Resilient Edge Computing

Setup

REC

Either create a virtualenv and install directly via uv, or use pip. If you are planning to modify the REC code, it would be useful to do an editable install.

git clone git@gitlab.uni-marburg.de:fb12/ag-freisleben/projects/resilient-edge-computing.git

cd resilient-edge-computing

uv sync --all-groups
# or, using pip
pip install -e .

DTN

In order to run the DTN version of REC, you need to also run a DTN daemon. You can either use dtn7-go or dtn7-rs, just make sure to checkout the rec branch in either repository.

dtn7-go

Install the Go programming language

Clone and build dtnd

git clone git@gitlab.uni-marburg.de:fb12/ag-freisleben/projects/dtn7-go.git

cd dtn7-go

git checkout rec

go build ./cmd/dtnd

This should leave you with an executable called dtnd in the project root directory. Next, you need a config file, like this:

node_id = "dtn://<node id>/"
log_level = "Debug"

[Store]
path = "<path to storage directory>"

[Routing]
algorithm = "epidemic"

[Agents]
[Agents.REC]
socket = "<path to socket>"

[[Listener]]
type = "QUICL"
address = ":35037"

[Cron]
dispatch = "10s"

Where you need to replace all instances of <...> with some appropriate value.

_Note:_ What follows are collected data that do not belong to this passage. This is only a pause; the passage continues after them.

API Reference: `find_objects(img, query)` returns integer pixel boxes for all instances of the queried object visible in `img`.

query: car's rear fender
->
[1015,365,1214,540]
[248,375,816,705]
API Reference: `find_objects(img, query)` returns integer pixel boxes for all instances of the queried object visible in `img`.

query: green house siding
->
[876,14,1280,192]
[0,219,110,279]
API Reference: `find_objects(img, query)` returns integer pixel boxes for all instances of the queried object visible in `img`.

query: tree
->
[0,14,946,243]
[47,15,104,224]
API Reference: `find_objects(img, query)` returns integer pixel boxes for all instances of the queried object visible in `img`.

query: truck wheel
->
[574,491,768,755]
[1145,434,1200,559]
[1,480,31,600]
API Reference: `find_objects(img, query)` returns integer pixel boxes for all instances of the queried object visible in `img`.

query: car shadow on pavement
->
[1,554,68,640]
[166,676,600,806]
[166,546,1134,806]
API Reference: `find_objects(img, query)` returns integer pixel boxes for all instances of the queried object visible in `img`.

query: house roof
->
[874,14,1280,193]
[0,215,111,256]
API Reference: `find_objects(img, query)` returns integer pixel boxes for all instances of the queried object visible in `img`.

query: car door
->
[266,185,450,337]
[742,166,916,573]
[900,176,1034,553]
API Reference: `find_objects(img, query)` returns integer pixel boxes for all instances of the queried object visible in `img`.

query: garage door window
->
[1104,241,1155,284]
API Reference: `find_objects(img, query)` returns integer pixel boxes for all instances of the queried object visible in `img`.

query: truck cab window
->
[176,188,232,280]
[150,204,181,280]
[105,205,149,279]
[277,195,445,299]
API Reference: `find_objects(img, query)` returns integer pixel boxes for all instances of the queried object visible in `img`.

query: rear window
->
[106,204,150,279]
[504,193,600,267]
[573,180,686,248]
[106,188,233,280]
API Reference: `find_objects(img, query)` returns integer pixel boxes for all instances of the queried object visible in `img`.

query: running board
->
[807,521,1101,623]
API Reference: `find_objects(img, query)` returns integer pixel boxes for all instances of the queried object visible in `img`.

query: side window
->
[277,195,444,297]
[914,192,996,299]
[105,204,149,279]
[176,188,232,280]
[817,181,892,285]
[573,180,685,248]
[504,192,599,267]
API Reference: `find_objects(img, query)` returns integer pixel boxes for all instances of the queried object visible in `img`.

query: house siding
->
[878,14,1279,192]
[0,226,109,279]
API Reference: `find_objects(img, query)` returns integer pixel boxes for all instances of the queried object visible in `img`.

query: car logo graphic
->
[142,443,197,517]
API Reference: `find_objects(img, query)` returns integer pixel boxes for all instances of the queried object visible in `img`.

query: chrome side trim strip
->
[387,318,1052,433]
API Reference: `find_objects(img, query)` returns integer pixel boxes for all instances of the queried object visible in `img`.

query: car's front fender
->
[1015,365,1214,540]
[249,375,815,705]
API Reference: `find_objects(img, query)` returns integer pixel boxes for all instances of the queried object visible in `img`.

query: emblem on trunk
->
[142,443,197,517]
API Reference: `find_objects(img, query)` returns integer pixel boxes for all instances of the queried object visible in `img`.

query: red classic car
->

  • node_id: Name of the node; can be the same as the name of the REC that will be running, but does not have to be. Something like dtn://rec_1/ will work fine; just make sure no two instances of dtnd are running with the same node_id.
  • path: Path to some folder on your computer's filesystem where dtnd will store bundles.
  • socket: REC and dtnd communicate via a UNIX domain socket. dtnd will create the socket, so it needs to be started first.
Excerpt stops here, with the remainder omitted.